Os exercícios de avaliação que temos desenvolvido revelam que os instrumentos de formação para adultos desempregados geram efeitos positivos muito significativos na empregabilidade dos indivíduos apoiados, sobretudo no ano seguinte à conclusão da formação, mas também nos dois anos subsequentes, não havendo evidências de ligação causa-efeito significativa entre a participação nas ações de formação e alterações nos salários dos participantes.

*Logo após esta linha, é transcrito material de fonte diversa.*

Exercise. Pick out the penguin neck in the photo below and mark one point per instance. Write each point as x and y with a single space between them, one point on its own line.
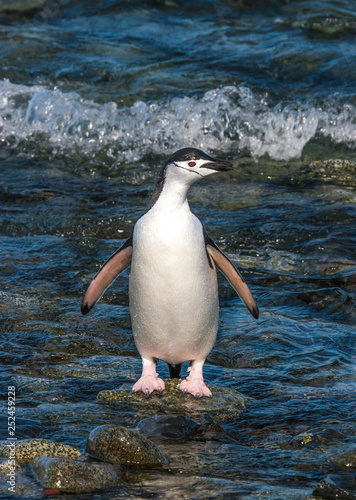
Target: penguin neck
171 191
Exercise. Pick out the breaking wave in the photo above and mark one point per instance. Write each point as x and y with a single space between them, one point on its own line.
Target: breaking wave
225 119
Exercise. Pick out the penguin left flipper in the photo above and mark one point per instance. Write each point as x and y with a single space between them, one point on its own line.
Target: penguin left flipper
232 275
116 264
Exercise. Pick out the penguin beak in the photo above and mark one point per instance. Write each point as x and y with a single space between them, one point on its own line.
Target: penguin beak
218 165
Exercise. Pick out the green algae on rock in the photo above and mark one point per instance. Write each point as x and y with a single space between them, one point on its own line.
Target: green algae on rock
28 449
71 476
224 405
7 465
116 444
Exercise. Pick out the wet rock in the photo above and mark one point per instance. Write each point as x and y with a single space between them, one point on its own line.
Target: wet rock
116 444
332 26
21 5
316 437
346 459
224 405
28 449
25 428
340 172
169 426
8 466
21 487
71 476
336 486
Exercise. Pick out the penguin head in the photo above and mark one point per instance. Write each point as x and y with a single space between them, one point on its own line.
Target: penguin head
191 164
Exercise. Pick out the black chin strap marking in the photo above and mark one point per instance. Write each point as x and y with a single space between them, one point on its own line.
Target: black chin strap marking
187 169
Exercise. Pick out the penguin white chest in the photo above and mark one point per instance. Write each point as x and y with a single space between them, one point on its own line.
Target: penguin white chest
173 290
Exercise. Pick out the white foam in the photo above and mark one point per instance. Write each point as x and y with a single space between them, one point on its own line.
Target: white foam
225 119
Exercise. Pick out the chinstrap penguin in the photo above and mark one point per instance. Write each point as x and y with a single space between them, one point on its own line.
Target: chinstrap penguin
173 288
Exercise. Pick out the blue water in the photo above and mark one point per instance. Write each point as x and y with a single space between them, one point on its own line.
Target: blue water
93 98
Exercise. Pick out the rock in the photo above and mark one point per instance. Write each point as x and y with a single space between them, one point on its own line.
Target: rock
8 466
224 405
336 486
21 5
116 444
71 476
316 437
28 449
25 428
169 426
340 172
346 459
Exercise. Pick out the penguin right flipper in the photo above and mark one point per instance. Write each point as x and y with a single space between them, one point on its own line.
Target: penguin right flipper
232 274
116 264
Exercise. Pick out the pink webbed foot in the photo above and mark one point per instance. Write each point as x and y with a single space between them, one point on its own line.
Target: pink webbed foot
195 387
148 384
149 381
194 384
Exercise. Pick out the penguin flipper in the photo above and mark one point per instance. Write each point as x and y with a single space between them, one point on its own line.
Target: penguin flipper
232 274
116 264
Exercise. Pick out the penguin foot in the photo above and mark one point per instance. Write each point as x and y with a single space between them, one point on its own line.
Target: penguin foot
149 383
195 386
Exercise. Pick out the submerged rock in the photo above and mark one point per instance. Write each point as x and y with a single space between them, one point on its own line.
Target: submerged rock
71 476
8 466
28 449
224 405
169 426
341 172
316 437
21 5
116 444
336 486
346 459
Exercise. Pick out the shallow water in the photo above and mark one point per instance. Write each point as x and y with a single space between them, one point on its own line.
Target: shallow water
93 97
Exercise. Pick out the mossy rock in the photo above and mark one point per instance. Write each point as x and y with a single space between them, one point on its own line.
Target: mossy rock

Estes resultados confirmam a eficácia dos instrumentos na empregabilidade, mas apelam à necessidade de mobilizar outras medidas que reforcem o acesso ao emprego e a diminuição da rotatividade, favorecendo a manutenção dos postos de trabalho e uma valorização, por parte dos empregadores, dos benefícios da formação.
Creio que em Portugal se mantém uma reduzida valorização da formação profissional, seja por parte dos empregadores, que atribuem insuficiente importância estratégica à formação dos trabalhadores (agravada pela reduzida capacidade de libertação de pessoas para atividades não laborais nas empresas de menor dimensão, que constituem o essencial do nosso tecido produtivo), seja por parte dos indivíduos menos qualificados, que não valorizam suficientemente os benefícios do “investimento” na formação face ao não reconhecimento dos empregadores em termos de valorização salarial das suas competências.
Neste contexto, concordo com a necessidade de uma aposta na vertente de comunicação das mais valias da aprendizagem ao longo da vida. A disseminação dos resultados e benefícios da formação (por exemplo, de percursos de sucesso de formandos) junto dos grupos de beneficiários (adultos, jovens) e empregadores, a valorização da imagem da Escola e das vias vocacionais e o combate a representações sociais negativas associadas às ofertas profissionalizantes, são exemplos de medidas que podem fomentar a adesão, desde que sejam utilizados os meios de comunicação adequados a cada grupo-alvo.
A valorização da formação, assim como uma maior convergência entre a procura de competências no mercado de trabalho e a oferta de percursos formativos, assumem no atual contexto económico – marcado por um menor nível de desemprego e, portanto, menos favorável à adesão a atividades formativas – uma relevância adicional.